Bob Laycoe

Biographical details
- Born: October 9, 1947 Vancouver, British Columbia, Canada
- Died: December 28, 2020 (aged 73)

Playing career

Football
- 1964–1967: Linfield
- 1968: UBC
- Position: Tackle/Defensive tackle

Coaching career (HC unless noted)

Football
- 1969–1971: Saskatchewan (OL)
- 1972: Saskatchewan
- 1973–1987: UBC (DC)
- 1988–2001: Toronto

Wrestling
- 1969–1972: Saskatchewan
- 1973–1979: UBC

Accomplishments and honors

Championships
- As a head coach 1× Vanier Cup champion (1993); As an assistant coach 2× Vanier Cup champion (1982, 1986);

= Bob Laycoe =

Robert Laycoe (October 9, 1947 – December 28, 2020) was a Canadian football coach who was the head coach of the Toronto Varsity Blues football team from 1988 to 2001.

==Early life==
Laycoe was the son of National Hockey League coach Hal Laycoe. From 1964 to 1968, Laycoe attended Linfield College, where he was an all-district offensive tackle. He then spent one year at the University of British Columbia, where he played offensive and defensive tackle for the UBC Thunderbirds football team and won the Canadian college and open heavyweight wrestling championships as a member of the UBC wrestling team.

==Coaching==
In 1969, Laycoe became the wrestling and offensive line coach at the University of Saskatchewan. He was the school's acting athletic director in 1971 and was promoted to head football coach the following year after the departure of Al Ledingham.

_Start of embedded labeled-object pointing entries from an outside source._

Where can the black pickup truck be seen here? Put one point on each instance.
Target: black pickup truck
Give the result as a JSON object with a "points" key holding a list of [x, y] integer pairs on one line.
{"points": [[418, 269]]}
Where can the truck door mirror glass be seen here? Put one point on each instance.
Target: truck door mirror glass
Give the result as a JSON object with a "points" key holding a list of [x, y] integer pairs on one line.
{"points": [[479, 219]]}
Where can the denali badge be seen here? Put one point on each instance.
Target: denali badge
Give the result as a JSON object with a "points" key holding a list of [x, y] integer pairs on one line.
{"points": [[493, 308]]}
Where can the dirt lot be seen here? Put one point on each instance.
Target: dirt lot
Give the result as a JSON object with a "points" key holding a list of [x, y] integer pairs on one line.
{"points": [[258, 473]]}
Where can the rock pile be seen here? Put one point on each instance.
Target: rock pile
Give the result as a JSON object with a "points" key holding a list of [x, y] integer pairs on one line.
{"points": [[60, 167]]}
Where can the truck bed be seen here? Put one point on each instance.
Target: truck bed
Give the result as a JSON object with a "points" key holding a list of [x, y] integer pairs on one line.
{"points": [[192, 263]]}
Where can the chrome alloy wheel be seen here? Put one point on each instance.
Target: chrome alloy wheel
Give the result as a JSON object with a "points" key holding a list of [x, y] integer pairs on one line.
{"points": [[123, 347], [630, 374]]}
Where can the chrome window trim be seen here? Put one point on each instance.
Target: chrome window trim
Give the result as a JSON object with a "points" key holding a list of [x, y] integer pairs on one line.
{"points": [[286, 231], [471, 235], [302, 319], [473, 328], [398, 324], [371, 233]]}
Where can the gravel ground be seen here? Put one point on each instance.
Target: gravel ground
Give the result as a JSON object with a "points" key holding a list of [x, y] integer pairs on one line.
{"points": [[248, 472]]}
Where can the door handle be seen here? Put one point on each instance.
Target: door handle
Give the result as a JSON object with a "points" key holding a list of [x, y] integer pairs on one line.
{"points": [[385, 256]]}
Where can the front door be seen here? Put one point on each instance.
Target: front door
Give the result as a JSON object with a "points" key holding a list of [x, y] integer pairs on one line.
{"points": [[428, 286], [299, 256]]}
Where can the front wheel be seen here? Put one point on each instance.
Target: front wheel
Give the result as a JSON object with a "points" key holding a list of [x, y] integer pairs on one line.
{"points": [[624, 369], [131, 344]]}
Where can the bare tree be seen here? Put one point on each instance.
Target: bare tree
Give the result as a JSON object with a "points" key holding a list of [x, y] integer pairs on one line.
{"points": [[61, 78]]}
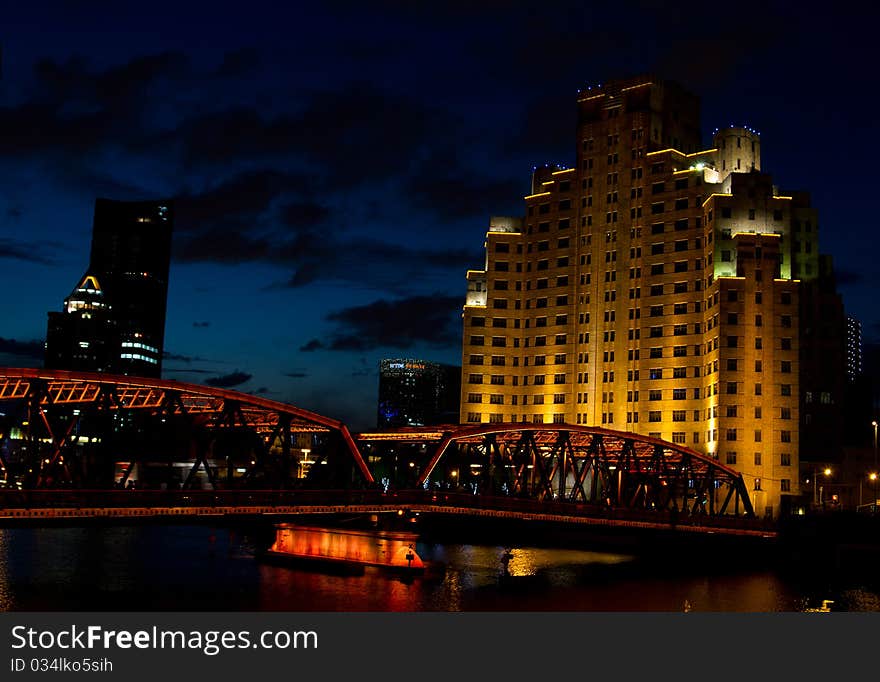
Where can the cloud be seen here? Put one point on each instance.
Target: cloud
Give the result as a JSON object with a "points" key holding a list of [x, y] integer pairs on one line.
{"points": [[230, 380], [346, 145], [312, 345], [450, 190], [28, 349], [844, 277], [237, 63], [74, 109], [13, 249], [401, 323]]}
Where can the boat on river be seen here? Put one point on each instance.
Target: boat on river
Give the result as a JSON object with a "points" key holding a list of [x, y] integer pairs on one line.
{"points": [[345, 550]]}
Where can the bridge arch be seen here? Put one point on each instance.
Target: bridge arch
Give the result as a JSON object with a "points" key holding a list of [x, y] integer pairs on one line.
{"points": [[63, 428]]}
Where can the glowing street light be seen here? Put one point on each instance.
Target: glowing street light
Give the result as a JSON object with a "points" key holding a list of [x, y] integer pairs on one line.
{"points": [[826, 472], [874, 424]]}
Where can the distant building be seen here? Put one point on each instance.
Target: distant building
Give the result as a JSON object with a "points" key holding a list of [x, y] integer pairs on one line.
{"points": [[853, 348], [417, 393], [114, 319]]}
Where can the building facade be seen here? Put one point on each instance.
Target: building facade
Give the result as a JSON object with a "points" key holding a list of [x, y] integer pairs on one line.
{"points": [[654, 287], [417, 393], [114, 319]]}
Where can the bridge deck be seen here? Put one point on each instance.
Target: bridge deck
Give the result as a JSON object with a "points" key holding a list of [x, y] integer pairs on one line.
{"points": [[85, 506]]}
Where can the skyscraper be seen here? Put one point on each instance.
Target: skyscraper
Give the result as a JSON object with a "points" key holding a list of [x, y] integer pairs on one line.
{"points": [[114, 319], [417, 393], [853, 348], [652, 287]]}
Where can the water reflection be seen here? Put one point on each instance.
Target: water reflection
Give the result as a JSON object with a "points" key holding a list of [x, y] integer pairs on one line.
{"points": [[192, 568]]}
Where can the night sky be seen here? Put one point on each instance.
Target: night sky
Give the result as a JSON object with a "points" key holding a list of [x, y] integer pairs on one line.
{"points": [[335, 164]]}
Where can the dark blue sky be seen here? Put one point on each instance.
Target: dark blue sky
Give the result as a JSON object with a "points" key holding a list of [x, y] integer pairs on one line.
{"points": [[335, 164]]}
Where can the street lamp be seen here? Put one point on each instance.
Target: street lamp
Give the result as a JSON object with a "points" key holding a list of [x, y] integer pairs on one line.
{"points": [[874, 424], [873, 478], [827, 472]]}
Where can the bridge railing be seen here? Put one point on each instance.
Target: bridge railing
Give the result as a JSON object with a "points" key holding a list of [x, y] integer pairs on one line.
{"points": [[61, 498], [577, 509], [397, 499]]}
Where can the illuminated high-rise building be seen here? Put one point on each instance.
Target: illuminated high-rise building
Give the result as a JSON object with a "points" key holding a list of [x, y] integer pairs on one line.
{"points": [[853, 348], [114, 319], [652, 287]]}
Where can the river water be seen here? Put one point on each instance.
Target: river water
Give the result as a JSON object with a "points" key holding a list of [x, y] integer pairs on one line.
{"points": [[202, 568]]}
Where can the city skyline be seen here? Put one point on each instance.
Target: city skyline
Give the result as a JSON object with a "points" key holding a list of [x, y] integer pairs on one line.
{"points": [[312, 188]]}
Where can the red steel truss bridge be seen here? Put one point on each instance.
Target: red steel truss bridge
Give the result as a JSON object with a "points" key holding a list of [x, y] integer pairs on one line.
{"points": [[85, 445]]}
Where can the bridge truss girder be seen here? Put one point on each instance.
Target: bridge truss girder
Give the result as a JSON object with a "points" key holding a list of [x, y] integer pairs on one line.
{"points": [[579, 464]]}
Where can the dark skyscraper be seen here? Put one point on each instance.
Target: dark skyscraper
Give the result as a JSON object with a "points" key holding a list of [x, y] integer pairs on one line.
{"points": [[114, 319], [417, 393]]}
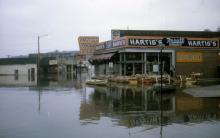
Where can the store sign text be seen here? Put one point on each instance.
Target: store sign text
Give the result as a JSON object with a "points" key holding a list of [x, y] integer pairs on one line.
{"points": [[173, 42]]}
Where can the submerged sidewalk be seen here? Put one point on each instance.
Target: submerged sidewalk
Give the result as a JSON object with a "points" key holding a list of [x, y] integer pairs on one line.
{"points": [[210, 91]]}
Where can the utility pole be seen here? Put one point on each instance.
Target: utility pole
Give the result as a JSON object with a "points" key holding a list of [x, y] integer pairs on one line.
{"points": [[38, 56]]}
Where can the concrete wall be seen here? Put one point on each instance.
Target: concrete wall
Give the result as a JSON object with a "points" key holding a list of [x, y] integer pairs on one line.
{"points": [[22, 69]]}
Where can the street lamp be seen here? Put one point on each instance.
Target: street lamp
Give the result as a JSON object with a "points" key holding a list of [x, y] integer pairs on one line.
{"points": [[162, 46], [38, 55]]}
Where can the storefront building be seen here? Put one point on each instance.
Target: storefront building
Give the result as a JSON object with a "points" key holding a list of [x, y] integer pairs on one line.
{"points": [[133, 52]]}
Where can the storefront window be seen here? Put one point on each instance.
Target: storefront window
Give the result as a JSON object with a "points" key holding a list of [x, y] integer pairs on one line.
{"points": [[133, 56]]}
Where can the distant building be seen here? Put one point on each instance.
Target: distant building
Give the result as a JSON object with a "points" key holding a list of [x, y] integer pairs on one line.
{"points": [[87, 44], [19, 71]]}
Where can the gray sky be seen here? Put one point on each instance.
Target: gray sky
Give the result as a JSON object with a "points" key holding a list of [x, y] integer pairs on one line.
{"points": [[21, 21]]}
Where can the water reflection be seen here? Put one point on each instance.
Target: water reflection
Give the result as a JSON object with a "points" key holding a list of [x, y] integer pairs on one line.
{"points": [[129, 106], [138, 110], [140, 107]]}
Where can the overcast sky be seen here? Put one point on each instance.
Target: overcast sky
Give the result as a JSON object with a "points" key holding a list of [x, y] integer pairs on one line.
{"points": [[21, 21]]}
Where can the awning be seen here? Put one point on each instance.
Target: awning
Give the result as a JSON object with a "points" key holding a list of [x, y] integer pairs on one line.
{"points": [[102, 57]]}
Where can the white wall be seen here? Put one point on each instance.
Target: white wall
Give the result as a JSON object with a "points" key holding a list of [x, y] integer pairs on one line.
{"points": [[22, 69], [21, 80]]}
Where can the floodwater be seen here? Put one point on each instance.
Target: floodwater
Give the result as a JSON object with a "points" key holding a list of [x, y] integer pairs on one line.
{"points": [[66, 107]]}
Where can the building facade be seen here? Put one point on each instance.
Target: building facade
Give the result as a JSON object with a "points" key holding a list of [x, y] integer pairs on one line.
{"points": [[140, 52]]}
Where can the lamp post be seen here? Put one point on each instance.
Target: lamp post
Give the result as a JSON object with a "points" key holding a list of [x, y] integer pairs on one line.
{"points": [[161, 87], [38, 55]]}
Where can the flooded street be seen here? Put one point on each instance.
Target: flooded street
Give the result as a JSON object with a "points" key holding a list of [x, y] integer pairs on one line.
{"points": [[67, 107]]}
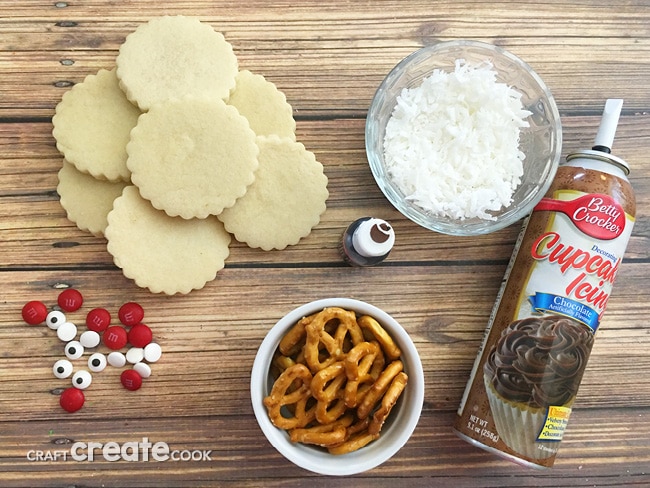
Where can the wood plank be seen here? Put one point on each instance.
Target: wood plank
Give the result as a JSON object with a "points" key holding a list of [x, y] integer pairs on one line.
{"points": [[328, 57], [37, 233]]}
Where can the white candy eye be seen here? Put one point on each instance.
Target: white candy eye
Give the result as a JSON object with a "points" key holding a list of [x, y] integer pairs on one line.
{"points": [[97, 362], [74, 350], [143, 369], [54, 319], [152, 352], [90, 339], [62, 368], [66, 331], [135, 355], [116, 359], [82, 379]]}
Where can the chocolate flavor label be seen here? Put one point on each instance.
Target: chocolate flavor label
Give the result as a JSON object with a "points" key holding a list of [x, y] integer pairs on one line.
{"points": [[541, 331]]}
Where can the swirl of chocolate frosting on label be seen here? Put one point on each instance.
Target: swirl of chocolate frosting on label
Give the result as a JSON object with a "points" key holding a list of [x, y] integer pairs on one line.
{"points": [[539, 361]]}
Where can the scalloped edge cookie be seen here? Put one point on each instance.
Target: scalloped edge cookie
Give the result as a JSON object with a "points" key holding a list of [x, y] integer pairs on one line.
{"points": [[192, 157], [92, 124], [87, 200], [265, 107], [286, 200], [174, 56], [164, 254]]}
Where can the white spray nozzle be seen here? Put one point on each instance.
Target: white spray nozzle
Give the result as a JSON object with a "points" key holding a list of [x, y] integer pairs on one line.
{"points": [[608, 124]]}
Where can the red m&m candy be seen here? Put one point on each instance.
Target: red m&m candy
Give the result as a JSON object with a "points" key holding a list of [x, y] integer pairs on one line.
{"points": [[130, 314], [98, 319], [34, 312], [70, 300], [115, 337], [72, 399], [131, 379], [140, 335]]}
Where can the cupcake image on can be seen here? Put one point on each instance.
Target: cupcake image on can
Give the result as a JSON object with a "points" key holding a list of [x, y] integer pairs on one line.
{"points": [[531, 378]]}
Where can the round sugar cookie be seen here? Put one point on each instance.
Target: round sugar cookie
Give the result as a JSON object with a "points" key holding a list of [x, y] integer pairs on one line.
{"points": [[92, 124], [175, 56], [87, 200], [162, 253], [265, 107], [192, 157], [286, 200]]}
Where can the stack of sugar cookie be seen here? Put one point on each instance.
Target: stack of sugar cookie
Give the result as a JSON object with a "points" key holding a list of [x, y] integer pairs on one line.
{"points": [[176, 149]]}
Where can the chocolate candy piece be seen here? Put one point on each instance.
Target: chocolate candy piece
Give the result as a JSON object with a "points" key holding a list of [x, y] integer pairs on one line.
{"points": [[72, 399], [98, 319], [131, 314], [70, 300], [34, 312], [115, 337]]}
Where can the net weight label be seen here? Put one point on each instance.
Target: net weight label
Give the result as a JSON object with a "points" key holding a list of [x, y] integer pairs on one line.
{"points": [[479, 427]]}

In 1973, Laycoe returned to UBC as head coach of the wrestling team and assistant football coach. He also taught a full academic schedule in the School of Kinesiology and was involved in academic planning for the school. From 1973 to 1979, Laycoe's wrestling team won four Western Canadian titles. In 1978, he was named CIS Wrestling Coach of the Year. As defensive coordinator of the football team, he helped lead the Thunderbirds to four Vanier Cup appearances and national championships in 1982 and 1986.

In 1988, Laycoe was named head football coach at the University of Toronto. In his fourteen seasons with the Varsity Blues, Laycoe compiled a 54-69-2 record and led the team to the Yates Cup and Vanier Cup championships in 1993. Fourteen of his were selected in the CFL draft including Rob Crifo, Chris Morris, and Jung-Yul Kim. He died on December 28, 2020 after a long battle with Parkinson's disease.